An unscheduled routine inspection was conducted to assess compliance with the Community Care & Assisted Living Act (CCALA), the Residential Care Regulation (RCR) and the relevant Director of Licensing Standards of Practice (DOLSP). Evidence for this report was based on the Licensing Officer’s observations, review of the facility records and information provided by the facility staff at the time of inspection.

The following areas were reviewed:
· Licensing
· Physical Facility
· Staffing
· Polices & Procedures
· Care & Supervision
· Hygiene and Communicable Disease Control
· Medication
· Nutrition and Food Services
· Program
· Records and Reporting
·
As part of the routine inspection a Facility Risk Assessment Tool is completed and a copy is provided. The Risk Assessment includes non-compliance identified during the routine inspection and a 3 year “historical” review of the facility’s compliance and operation.

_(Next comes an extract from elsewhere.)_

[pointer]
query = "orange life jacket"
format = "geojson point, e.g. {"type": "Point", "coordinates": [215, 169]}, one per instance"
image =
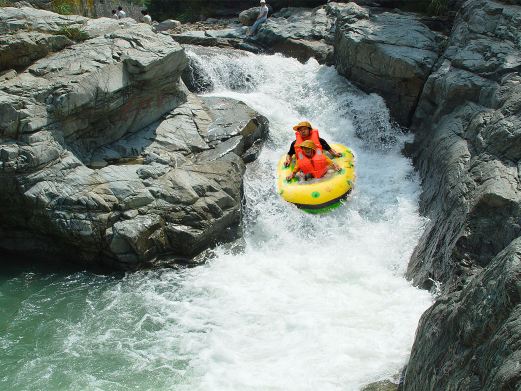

Visit the CCFL website at https://www.fraserhealth.ca/residentialcare for:
· Additional resources and
· Links to the Legislation (CCALA & RCR)

Contraventions
Previous Inspection -
Current Inspection - Items reviewed comply with the Act, regulations & standards of practice except for those noted on supplementary pages.

Observed Violations
STAFFING: 32100 - RCR s.40(1)(a) - A licensee must ensure that the performance of each employee is reviewed both regularly and as directed by the medical health officer under subsection 40(2) to ensure that the employee (a) continues to meet the requirements of this regulation.
Observation: (REPEAT CONTRAVENTION) A review of 3 staff files indicated that the performance appraisals are not current. The staffing checklist on the computer indicated that the next evaluation due for a staff was in 2018. The manager confirmed that facility policy states that staff appraisals are completed annually for the site and would have a plan going forward to address this.
Corrective Action(s): Ensure performance appraisals are completed regularly.
Date to be Corrected: January 2, 2022

STAFFING: 32320 - RCR s.68(4) - A licensee must ensure that all employees comply with the policies and procedures of the medication safety and advisory committee.
Observation: Review of 3 out of 5 person in cares medication administration records indicated that 5 regular medications had not been signed for the month of November. The manager confirms that the medications were given and that the staff had forgotten to sign the MARS. The manager confirms the facility will have a process in place to audit the MARS going forward.
Corrective Action(s): A licensee must ensure that all employees comply with the policies and procedures of the medication safety and advisory committee.
Date to be Corrected: January 2, 2022

POLICIES AND PROCEDURES: 33180 - RCR s.74(1)(b)(ii) - Subject to subsection 74(2), a licensee may restrain a person in care (b) if there is agreement to the use of a restraint given in writing by both (ii) the medical practitioner or nurse practitioner responsible for the health of the person in care.
Observation: 2 out of 5 persons in care was observed with a lap belt. As a lap belt is classified as a restraint, it would need to be reviewed by a medical practitioner. There was no documentation found in the person in cares care plan to confirm this review had taken place. Further review of the sites restraint policy directed that the restraint must be reviewed by the medical practitioner and this would be a contravention to section RCR 85(1)(d).
Corrective Action(s): Ensure there is an agreement to the use of the restraint given in writing by the medical practitioner or nurse practitioner responsible for the health of the person in care.
Date to be Corrected: January 2, 2022

RECORDS AND REPORTING: 39320 - RCR s.83(4)(a) - Subject to subsection 83(5), a licensee, other than a licensee who provides a type of care described as Hospice, must (a) ensure that each person in care is weighed at least once each month.
Observation: Review of 5 out of 5 persons in care determined that 1 PIC's weight had not been taken in the month of November and no documentation provided to explain why the weight was missing. Further discussion with the manager determined that the staff had been off on vacation.
Corrective Action(s): A licensee who provides a type of care must ensure that weights are taken at least once a month or provide a reason why the weight could not be obtained.
Date to be Corrected: January 2, 2022


Comments

I would like to thank the team for their time and assistance in the completing this inspection. If you have any questions related to this report please feel free to contact me.
Due to infection control practices in place related to COVID-19 prevention, this report was written off-site and is therefore unsigned. The report was reviewed with facility leadership and an email copy was provided.
Please submit a written response by January 2, 2022 indicating the corrective action taken and/or timeline and plan for compliance with legislative requirements.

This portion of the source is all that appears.